Knight is now living at the Kennebec County jail in Augusta, with a half-dozen cellmates, in lieu of $25,000 cash bail. Clean-shaven when captured, he has grown a beard and has a new pair of glasses.

His fate rests in the hands of Maeghan Maloney, the new district attorney for Kennebec and Somerset counties, who must decide how to prosecute the curious case and what punishment to seek.

"When you have more than one victim, what becomes difficult is the range of punishment that victims would like to see," she said. "There are people who don’t see any need for jail time; there are people who think life imprisonment is appropriate."

Knight has been charged so far with only a handful of burglaries, since most fall outside the statute of limitations. A single count of burglarizing a home carries a maximum sentence of up to 10 years, but Maloney said Maine courts rarely imposed the maximum when no one was assaulted.

She said she would not seek an indictment until Knight had a mental health exam, which could take months because of a backlog. In the meantime, she is reviewing police reports, victim-impact statements, the cash value of repairs for damage and the value of stolen items, though several victims have said they could not replace their lost sense of security.

But she wants victims to receive restitution and is weighing the best way to achieve that, whether through jury trial or plea agreement, and perhaps a sentence of community service.

Knight has yet to explain why he shed his life as a computer technician at the age of 19 or 20 in the small town of Albion just east of here, beyond a fascination with Robinson Crusoe.

"He doesn’t have a reason," said Diane Vance, a state trooper with whom Knight, who has given no interviews, has developed a rapport.

Nor is it clear why his family did not file a missing-person report when he disappeared in 1986. Vance said she had learned about his family members, some of whom have visited him in jail, but she declined to discuss them since he had asked her not to.

She said he was highly intelligent. He had spent much of his time in the woods reading — mainly books and magazines that he had stolen — and was up on current events.

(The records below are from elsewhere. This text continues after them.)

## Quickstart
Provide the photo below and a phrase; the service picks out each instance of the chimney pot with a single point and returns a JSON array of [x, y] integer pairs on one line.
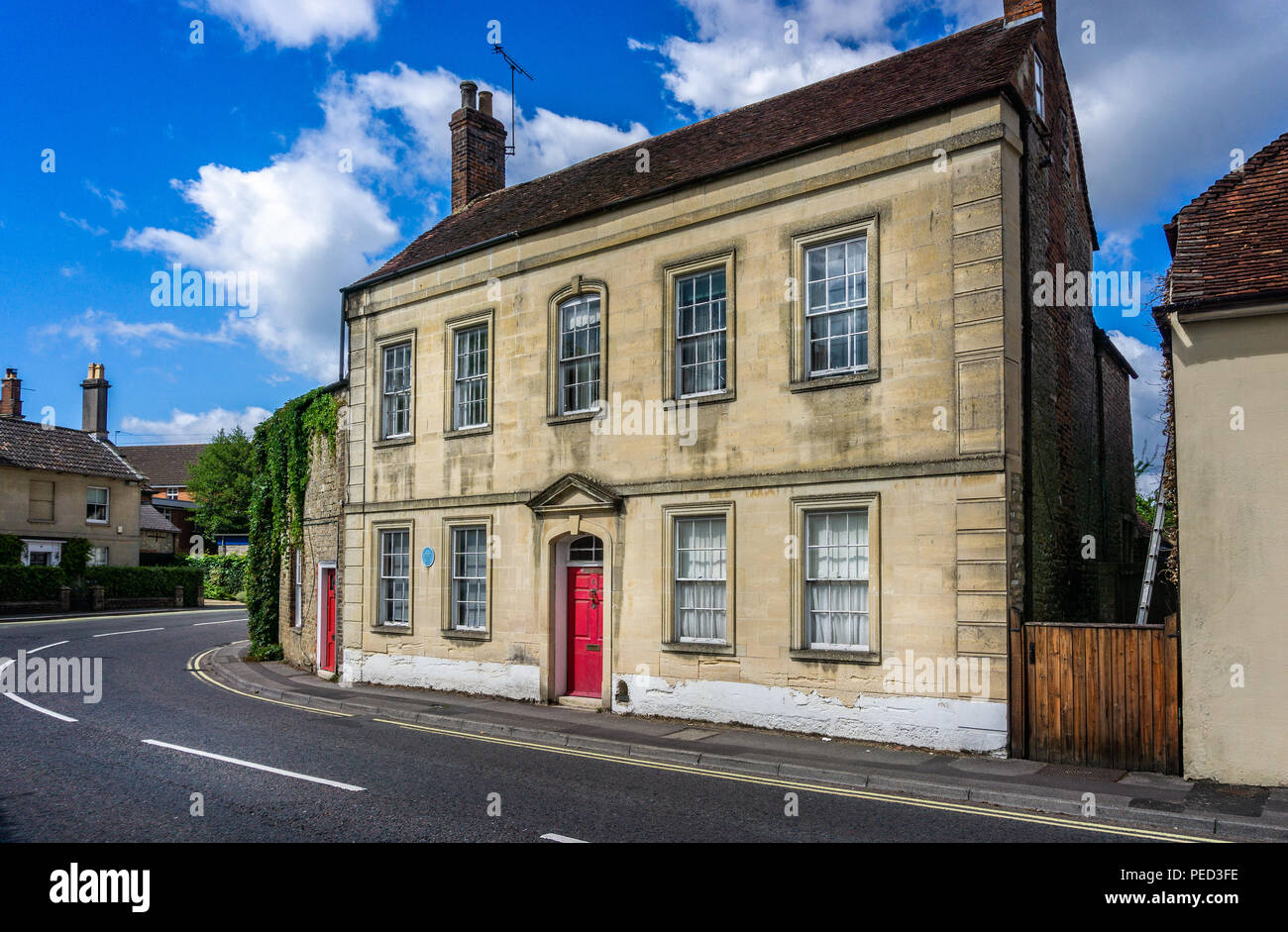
[[11, 394]]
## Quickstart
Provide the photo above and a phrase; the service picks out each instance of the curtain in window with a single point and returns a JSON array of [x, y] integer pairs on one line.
[[699, 578], [837, 578]]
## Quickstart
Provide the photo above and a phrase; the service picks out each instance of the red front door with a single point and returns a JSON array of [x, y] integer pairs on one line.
[[329, 619], [585, 631]]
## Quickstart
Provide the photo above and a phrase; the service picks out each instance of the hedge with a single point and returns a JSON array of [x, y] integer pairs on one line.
[[31, 583], [226, 574], [147, 582]]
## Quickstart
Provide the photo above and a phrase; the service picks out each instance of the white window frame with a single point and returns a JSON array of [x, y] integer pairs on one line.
[[851, 306], [299, 588], [455, 381], [459, 578], [106, 505], [571, 362], [1039, 86], [706, 336], [385, 619], [812, 582], [395, 402]]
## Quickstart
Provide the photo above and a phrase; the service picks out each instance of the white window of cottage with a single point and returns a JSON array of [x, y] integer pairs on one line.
[[469, 578], [397, 390], [836, 306], [579, 355], [95, 505], [1038, 86], [700, 593], [394, 576], [699, 334], [469, 407], [299, 587], [836, 579]]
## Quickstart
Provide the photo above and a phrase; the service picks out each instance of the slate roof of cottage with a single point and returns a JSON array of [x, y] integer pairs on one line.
[[967, 64], [163, 464], [1232, 241], [33, 446]]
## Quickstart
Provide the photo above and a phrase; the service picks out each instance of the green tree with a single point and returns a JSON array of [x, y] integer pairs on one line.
[[220, 484]]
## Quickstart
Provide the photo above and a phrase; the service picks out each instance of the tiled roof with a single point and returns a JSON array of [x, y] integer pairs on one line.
[[960, 67], [163, 464], [33, 446], [1232, 241], [151, 519]]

"He read People magazine and listened to talk radio every day," she said. "When he mentioned the Kardashians, I kind of had to laugh; I don’t think my husband knows who the Kardashians are, but he did."

As details of his life emerged, local musicians romanticized him in ballads. A Maine deli named a sandwich after him, "the Hermit," consisting of barbecued roast beef, pastrami, pepperoni, American cheese and onion rings — perhaps a start for fattening up for a long Maine winter.

All the hagiography has been a bit much for Proulx, 65, a retired maintenance man, and his wife, Louise, also 65, who is retired from her job in human resources.

"He’s not a hero, he’s not a folk star, whatever you want to call him," Proulx said the other day as he pointed out new windows he had installed to try to foil the burglaries. "He’s a thief. He chose to do this. He wanted to live this way, apparently, and he did well for 27 years, and now he’s got to pay the fiddler."

Louise Proulx said those years of being broken into were unsettling. "I wasn’t really afraid," she said. "It was more a feeling of being violated, that somebody had been in your place when you weren’t around."

It is easier for those who were not victimized to sympathize with him, and many are still sending him money. His defense lawyer, Walter McKee, is putting it toward a fund to repay victims.

"Given the extraordinary interest in helping Chris, we have decided to open an account today to help Chris pay what will be the substantial restitution he will owe for what he took," McKee wrote in an email in April to Maine newspapers. Despite skepticism that payment from other people would really hold Knight accountable for his actions, McKee said: "Chris very much wants to make things right."

And some day, he hopes to acquire his own piece of land in the woods and set up camp all over again.

"He wants to resume his life, kind of in the same way," Vance said. "But legally."